The leaders of the nations play a very crucial role in the society: they are the head of the country or kingdom that people rely on in making decisions, setting rules and regulations, sometimes even the cultures, ideals, and identifying who are enemies and who are allies. They are also important in boosting the morale of the soldiers in times of war or the people overall. With that, here are some feasts, festivals, and celebrations that the emperors, kings, or queens once hosted during their respective times.

When your party made it into the books, you know it’s the real deal.

Hatshepsut’s Festival of the Drunkness

This is a fine relief of members of Hatshepsut’s trading expedition to the mysterious ‘Land of Punt’ from this pharaoh’s elegant mortuary temple at Deir El-Bahri. (ΣταύροςCC BY 2.0, via Wikimedia Commons)

What’s a festival without booze? Ancient Egypt took that to a different level with the Tekh Festival, or the Feast of Drunkness that happened once a year during the reign of Hatshepsut in the 15th century BC. This was done to commemorate the myth about a bloodthirsty warrior goddess named Sekhmet, whom Ra sent after becoming tired of humans’ cruelty and nonsense. Mankind was saved from this havoc when the goddess of beer, Tenenet, dyed tons of beer red, and thinking it was blood, Sekhmet chugged it down. She passed out drunk and woke up as the gentle Hathor. To celebrate salvation, the Egyptians would spend the evening grooving to the music, engaging in casual sex, and drinking mugs after mugs of frothy beer until they passed out. In the morning, they were woken by the sound of the sacred drums.

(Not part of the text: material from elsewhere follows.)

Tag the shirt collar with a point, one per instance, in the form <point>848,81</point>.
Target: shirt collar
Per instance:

Isabeau’s Ball of the Burning Men

The French Queen Isabeau of Bavaria hosted a lavish banquet on January 28, 1939, at Hôtel Saint-Pol in Paris to honor the remarriage of a lady-in-waiting. The highlight of the celebration that evening was a dance performance involving King Charles VI of France, along with five members of the French nobility. Each of them was clad in a woodland “wild man” costume that was made of linen and flax and oakum fibers. Four of the dancers died while performing as Charle’s brother and Duke of Orleans Louis I arrived with a lit torch and moved too close. He accidentally ignited the flammable costumes, thus starting a blaze that quickly spread to the rest of the performers. King Charles managed to survive after an aunt covered him with her skirt, extinguishing the fire that could’ve otherwise injured him. The other man dived into a tank of wine and saved himself. The rest were engulfed and killed in flames. Now that’s a whole new kind of “killer party.”